The HIV/AIDS epidemic of the 1980s looms large over the LGBTQ+ community. Many older queer people have vivid memories of friends and partners dying in what was a destructive period for them. Known as “gay-related immune deficiency” or simply “gay cancer” by many, the disease left no gay man untouched, stigmatising those it did not kill. Tragically, this era continues to leave a stain on the LGBTQ+ community today, with malign myths about HIV/AIDS continuing to affect their lives.
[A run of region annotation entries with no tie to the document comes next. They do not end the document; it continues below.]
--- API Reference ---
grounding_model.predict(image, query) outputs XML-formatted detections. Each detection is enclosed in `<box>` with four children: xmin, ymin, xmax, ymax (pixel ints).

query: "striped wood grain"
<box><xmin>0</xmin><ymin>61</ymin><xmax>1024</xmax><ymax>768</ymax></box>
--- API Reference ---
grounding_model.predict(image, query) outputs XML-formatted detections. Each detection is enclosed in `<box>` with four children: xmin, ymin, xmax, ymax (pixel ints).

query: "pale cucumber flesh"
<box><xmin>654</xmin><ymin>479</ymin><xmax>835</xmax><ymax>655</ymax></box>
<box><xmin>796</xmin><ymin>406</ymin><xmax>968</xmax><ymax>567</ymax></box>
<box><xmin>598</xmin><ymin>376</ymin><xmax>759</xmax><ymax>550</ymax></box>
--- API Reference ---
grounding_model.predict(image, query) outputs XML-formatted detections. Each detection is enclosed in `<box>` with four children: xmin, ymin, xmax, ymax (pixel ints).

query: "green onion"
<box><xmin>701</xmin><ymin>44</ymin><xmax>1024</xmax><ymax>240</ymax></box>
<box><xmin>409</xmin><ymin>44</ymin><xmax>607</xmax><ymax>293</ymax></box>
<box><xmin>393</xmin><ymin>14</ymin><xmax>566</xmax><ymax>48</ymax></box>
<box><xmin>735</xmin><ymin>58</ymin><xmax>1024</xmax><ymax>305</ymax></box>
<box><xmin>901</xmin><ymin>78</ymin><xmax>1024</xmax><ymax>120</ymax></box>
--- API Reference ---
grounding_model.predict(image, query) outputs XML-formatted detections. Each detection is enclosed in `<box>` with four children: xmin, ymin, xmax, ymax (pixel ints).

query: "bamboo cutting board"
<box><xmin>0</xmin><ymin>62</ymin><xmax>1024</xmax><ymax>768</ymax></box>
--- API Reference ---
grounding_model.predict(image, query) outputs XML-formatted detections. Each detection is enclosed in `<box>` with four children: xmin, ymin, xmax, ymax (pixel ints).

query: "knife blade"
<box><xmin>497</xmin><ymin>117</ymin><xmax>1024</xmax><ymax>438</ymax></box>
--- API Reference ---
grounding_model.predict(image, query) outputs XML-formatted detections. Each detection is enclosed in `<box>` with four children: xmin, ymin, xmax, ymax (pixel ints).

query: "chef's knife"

Stigma-based policy stemming from the HIV/AIDS crisis of the 1980s must be eschewed in favour of fact-orientated decision making
One of these effects is in health policy towards gay and bisexual men. Until 2011, the donation of blood by such individuals was completely proscribed in the UK. Since then, men who have sex with men must have been celibate for three months to give blood, after an advisory body changed their advice following calls from campaigners. LGBTQ+ men being at a higher risk of HIV is the reason provided by the government for this policy. While this is true, it is not sufficient to justify this indiscriminate exclusion of people based on their sexuality, not their sexual behaviour.
Remarkable scientific developments in recent years mean that such discrimination is completely unjustified. All donated blood is already tested for diseases, and technological advancements mean these analyses are highly accurate. Further, the rate of infection of gay and bisexual men continues to fall in Britain, meaning it is far less likely to be transmitted through sexual intercourse. Gay and bisexual men are increasingly opting to use revolutionary new drugs such as PrEP, which effectively makes their catching of HIV impossible.
However, instead of the government asking potential LGBTQ+ blood donors about their sexual behaviour, including whether they take these medications or engage in more risky sexual behaviours, this entire group is prejudicially prohibited.
This blanket ban has significant psychological effects on those affected.
As one man who was rejected from the COVID-19 plasma trial for being in a thirty-year monogamous relationship with another man said, “it only goes to show that in the UK being gay is still thought of as a form of contamination”. In a society where homophobia is already all too prevalent, singling out men who have sex with men as somehow dirty can have incredibly pernicious consequences.
LGBTQ+ people are at a higher risk of mental health problems than their straight counterparts, and discriminatory policies such as these are likely to increase mental health issues by causing internalised homophobia.
In a world where coronavirus has killed more than a quarter of a million people, one would expect government policy to aim to help find a treatment for the disease as soon as possible. However, instead of allowing the largest number of donors to assist in the discovery of a plasma treatment, gay and bisexual men are excluded, irrespective of their level of risk. Stigma-based policy stemming from the HIV/AIDS crisis of the 1980s must be eschewed in favour of fact-orientated decision making. Not only will it abate societal homophobic sentiment, but it may also save thousands of coronavirus patients’ lives.